On November 2nd, GAPP put out a notice on its website (link in Chinese) that it has formally rejected Netease’s license application for WoW. (Below quotes my translation)
Today GAPP announced that it has terminated the approval process for World of Warcraft (The Burning Legion), and has rejected the application for World of Warcraft.
During the approval process, GAPP took into consideration the amount of data being transferred during the changing of the operators, and to protect consumers’ interests, allowed EaseNet [the Netease affiliate operating the game] to operate the game in private beta since July 30th while working on removing the inappropriate content within the game, with the focus on restoring consumers’ data. It was clearly stated that EaseNet could not charge users or open the game for new user registration during this period, which EaseNet acknowledged and fully accepted.
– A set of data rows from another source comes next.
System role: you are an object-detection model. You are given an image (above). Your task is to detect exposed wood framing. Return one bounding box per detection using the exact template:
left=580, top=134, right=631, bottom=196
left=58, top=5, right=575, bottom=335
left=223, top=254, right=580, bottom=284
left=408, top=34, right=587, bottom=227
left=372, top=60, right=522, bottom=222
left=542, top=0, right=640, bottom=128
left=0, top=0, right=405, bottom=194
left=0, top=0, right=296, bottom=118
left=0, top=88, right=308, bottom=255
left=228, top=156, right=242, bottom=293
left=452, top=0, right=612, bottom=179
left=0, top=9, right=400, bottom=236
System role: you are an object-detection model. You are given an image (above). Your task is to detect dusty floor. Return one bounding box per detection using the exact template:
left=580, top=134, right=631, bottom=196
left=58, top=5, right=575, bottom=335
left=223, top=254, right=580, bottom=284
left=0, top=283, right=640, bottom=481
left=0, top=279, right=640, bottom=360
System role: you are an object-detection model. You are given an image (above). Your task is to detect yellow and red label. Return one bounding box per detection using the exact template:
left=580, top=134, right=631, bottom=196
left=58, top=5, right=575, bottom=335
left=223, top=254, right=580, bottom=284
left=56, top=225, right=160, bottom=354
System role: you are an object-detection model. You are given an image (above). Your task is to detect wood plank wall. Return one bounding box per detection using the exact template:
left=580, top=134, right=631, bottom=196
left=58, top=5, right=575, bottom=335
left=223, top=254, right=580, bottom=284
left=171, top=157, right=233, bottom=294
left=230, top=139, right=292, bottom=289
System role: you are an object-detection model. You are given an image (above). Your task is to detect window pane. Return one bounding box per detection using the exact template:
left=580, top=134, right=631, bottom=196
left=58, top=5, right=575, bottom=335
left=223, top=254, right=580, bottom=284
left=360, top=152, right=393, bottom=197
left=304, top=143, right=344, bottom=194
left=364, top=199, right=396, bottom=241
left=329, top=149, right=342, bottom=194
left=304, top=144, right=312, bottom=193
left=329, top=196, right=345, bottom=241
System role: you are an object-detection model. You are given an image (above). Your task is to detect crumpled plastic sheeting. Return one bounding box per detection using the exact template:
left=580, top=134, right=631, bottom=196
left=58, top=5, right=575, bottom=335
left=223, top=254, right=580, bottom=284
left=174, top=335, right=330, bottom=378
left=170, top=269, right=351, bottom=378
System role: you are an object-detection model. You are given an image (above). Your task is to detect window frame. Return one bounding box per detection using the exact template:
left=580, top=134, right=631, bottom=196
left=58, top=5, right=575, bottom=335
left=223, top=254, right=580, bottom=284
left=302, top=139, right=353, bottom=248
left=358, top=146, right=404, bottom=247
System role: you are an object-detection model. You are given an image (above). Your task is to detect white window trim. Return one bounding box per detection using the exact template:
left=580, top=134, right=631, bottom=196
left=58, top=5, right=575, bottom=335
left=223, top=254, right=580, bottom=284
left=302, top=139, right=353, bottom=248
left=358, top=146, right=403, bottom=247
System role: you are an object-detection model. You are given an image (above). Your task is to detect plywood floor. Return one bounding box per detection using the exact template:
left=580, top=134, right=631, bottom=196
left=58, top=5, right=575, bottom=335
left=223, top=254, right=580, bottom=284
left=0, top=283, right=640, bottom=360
However, EaseNet has opened user registration and charging for use since Sep 19th, without approval from GAPP, which is in effect publicly operating the game, and which has seriously violated state regulations that online games and foreign games must receive approval from GAPP prior to launch. Therefore, GAPP has terminated the approval process and has rejected the application.
…EaseNet must cease its illegal operations immediately, and stop user registration and fee collection. Based on the conduct of EaseNet, GAPP will determine the appropriate disciplinary action, including terminating EaseNet’s ISP rights.
The night of the 2nd, Netease announced a “scheduled update downtime” and WoW China servers went offline for 12 hours. They were back in operation as of the afternoon of Nov 3rd.
Also on Nov. 3rd, during its regular press update on illegal online games, Li Xiong, the chief of the Department of Cultural Markets at MoC, went on record stating (link in Chinese):
“…Both GAPP and MoC should closely follow State Council’s prior regulations…GAPP’s action to reject the WoW application is a clear violation of its jurisdiction… the MoC approved WoW on July 21st, therefore the game is operating legally… We will report our work upwards to the State Council, per usual communication channels…”
– Li Xiong, Chief of the Department of Cultural Markets, Ministry of Culture
The last sentence hints that a final resolution will probably only come via a verdict by the State Council. This ongoing drama of course not only affects Netease; indeed all online gaming operators in China are closely watching to see how the mess untangles, and therefore who they need to lobby to in future.